The value of recognizing brisket disease
THE FENCE POST
Tim Holt, DVM, read a paper several years ago from Ethiopia that, among other things, detailed that Ethiopia ranges from sea level to 17,000 feet in a short distance. As he read, he said he learned that people in Ethiopia at sea level have the same blood parameters as those at 17,000 feet.
This came as a revelation to Holt and he emailed the author urging him to PAP test the cattle.
“Believe it or not, the next night I get an email that says ‘this is intriguing, how do we do that?’” he said.
Holt said he responded with a lengthy email explaining the process of PAP testing. Holt joked that he expounded about the difficulty of the process to little end.
“At the end of it I told him any trained monkey can do it, but I would sure like to come to Ethiopia,” he said.
Holt said the next thing he knew, he was on a flight to Ethiopia, three PAP machines in tow. Two PAP machines survived a fiery landing and he was on his way to begin the adventure at 14,300 feet. Holt, who is small in stature, said the trip was the only time he’s felt tall and “studly”.
“I mean look at me,” he said. “I’m 5’8”, I’m pudgy, and this is as good as it gets. In Ethiopia, I was starting to strut around a little bit because I’m a big guy. All the kids were coming up and wanted to feel my muscle and I’m like, oh, yeah…go ahead. This is not normal behavior for me.”
When Holt completed the PAP testing on 325 head, he said the highest score was a 34. The cattle had “weeded out” the ones predisposed to high altitude disease. Just as the people are small, Holt said the cattle are also small. The largest individual he tested was a 6-year-old bull that weighed about 650 pounds.
“It’s amazing what genetics have done for those cattle,” he said.
Tim Holt, DVM, Pulmonary Arterial Pressure tested his first bull in about 1979 and has tested approximately 300,000 cattle since then. PAP testing, a test to determine the possibility of cattle developing pulmonary hypertension, is widely used in cattle raised at high altitude.
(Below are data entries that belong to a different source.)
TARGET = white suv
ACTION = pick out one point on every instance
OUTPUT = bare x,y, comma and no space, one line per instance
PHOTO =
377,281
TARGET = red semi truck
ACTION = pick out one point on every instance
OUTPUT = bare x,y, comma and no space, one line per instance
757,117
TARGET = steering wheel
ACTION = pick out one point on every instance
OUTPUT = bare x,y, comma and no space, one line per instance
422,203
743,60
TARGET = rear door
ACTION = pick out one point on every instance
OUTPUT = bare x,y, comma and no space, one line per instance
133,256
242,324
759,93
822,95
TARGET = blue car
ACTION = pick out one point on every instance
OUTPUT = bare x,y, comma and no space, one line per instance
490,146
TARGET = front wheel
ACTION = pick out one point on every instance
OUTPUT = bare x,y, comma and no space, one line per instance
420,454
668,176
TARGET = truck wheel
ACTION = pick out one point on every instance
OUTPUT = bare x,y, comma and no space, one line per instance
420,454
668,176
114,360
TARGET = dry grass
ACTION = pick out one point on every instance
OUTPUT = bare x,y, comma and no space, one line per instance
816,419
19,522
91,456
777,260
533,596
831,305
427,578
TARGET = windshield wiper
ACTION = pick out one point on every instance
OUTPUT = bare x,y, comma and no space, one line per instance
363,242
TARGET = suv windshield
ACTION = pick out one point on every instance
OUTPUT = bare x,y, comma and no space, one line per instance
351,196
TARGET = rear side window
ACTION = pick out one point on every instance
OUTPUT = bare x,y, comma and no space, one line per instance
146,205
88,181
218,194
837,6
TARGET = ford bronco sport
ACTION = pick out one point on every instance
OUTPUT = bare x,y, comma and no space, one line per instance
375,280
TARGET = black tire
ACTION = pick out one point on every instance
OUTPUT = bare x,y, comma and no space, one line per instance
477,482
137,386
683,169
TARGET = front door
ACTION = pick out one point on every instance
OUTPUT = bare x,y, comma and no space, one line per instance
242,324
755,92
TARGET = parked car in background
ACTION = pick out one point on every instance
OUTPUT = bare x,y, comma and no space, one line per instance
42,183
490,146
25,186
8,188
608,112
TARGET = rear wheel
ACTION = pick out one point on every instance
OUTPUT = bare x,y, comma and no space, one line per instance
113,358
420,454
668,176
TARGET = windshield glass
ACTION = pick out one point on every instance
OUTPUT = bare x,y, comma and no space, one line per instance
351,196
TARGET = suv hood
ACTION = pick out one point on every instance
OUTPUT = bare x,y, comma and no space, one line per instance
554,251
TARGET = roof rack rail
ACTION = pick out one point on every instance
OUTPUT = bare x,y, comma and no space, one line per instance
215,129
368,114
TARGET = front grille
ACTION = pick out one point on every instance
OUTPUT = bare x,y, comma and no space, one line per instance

A speaker at the Beef Improvement Federation meeting in Loveland, Colo., Holt spoke to the value of identifying the symptoms of pulmonary hypertension at low altitudes, specifically in a feedyard situation.
The ability to recognize pulmonary hypertension chuteside in a feedyard situation can have value. In a study completed in a processing plant studying 1,000 head of cattle, Holt said approximately 37 percent were affected by cardiac disease.
“One of the big problems is when an animal comes in and does it have cardiac disease or respiratory disease?” Holt said. “It you treat one with Nuflor or Draxxin that has cardiac disease you just have to realize that it’s not going to live long enough for the withdrawal period. If we can differentiate, we can treat the animal and maybe get something out of them.”
The symptoms of pulmonary hypertension, or brisket disease, often present very similarly to hardware disease. Lethargy, weakness, collapse, jugular distension, diarrhea, subcutaneous edema in the brisket region, fluid in the abdomen, thorax, and pericardium, bulging eyes and eventual death are all symptoms of cardiac disease.
“We wanted to correlate pulmonary disease in the feedlot. I want you to be thinking, I’m at 3,000 feet,” he said. “What am I really seeing? What’s the initiating cause of this disease in the feedlot. Are we getting them too big? What are we doing?”
The costliness of the disease, he said can be paralyzing to high altitude producers. One rancher in the Fort Collins, Colo., area lost 117 of 435 calves in one year, a loss representing $100,000 or more. Holt said all calves lost by this producer could be traced back to two sire groups, confirming the heritability of the disease.
Holt said the incidences of pulmonary disease in feedyards beg the examination of the physiology of the disease to determine why cattle are plagued with it. From that point, he said the solution lies in selection and identification. From a selection standpoint, some cattle are susceptible to the disease and others are genetically resistant.
“I took a genetically prone group of cattle and a group I knew were genetically resistant to 10,000 feet for the PAP test,” he said. “Over a period of time, I continued to PAP test those and after three weeks, the PAP tests were skyrocketing.”
After 20 weeks, one individual had a 130 PAP test score while those who were non-susceptible, genetically resistant cattle maintained a score of about 36-38. Holt did note that pigs are able to handle a degree of hypertension that cattle cannot.
Even from the beginnings of the perfection of the PAP test in Hesperus, Colo., at the Four Corners Bull Test, the diagnosis of pulmonary disease in cattle was similar to diagnosis of pulmonary hypertension in humans. Cor pulmonale, or right sided heart failure, in humans is primarily caused by sleep apnea. Holt said people who are not breathing while sleeping are experiencing hypoxia, or a lack of oxygen.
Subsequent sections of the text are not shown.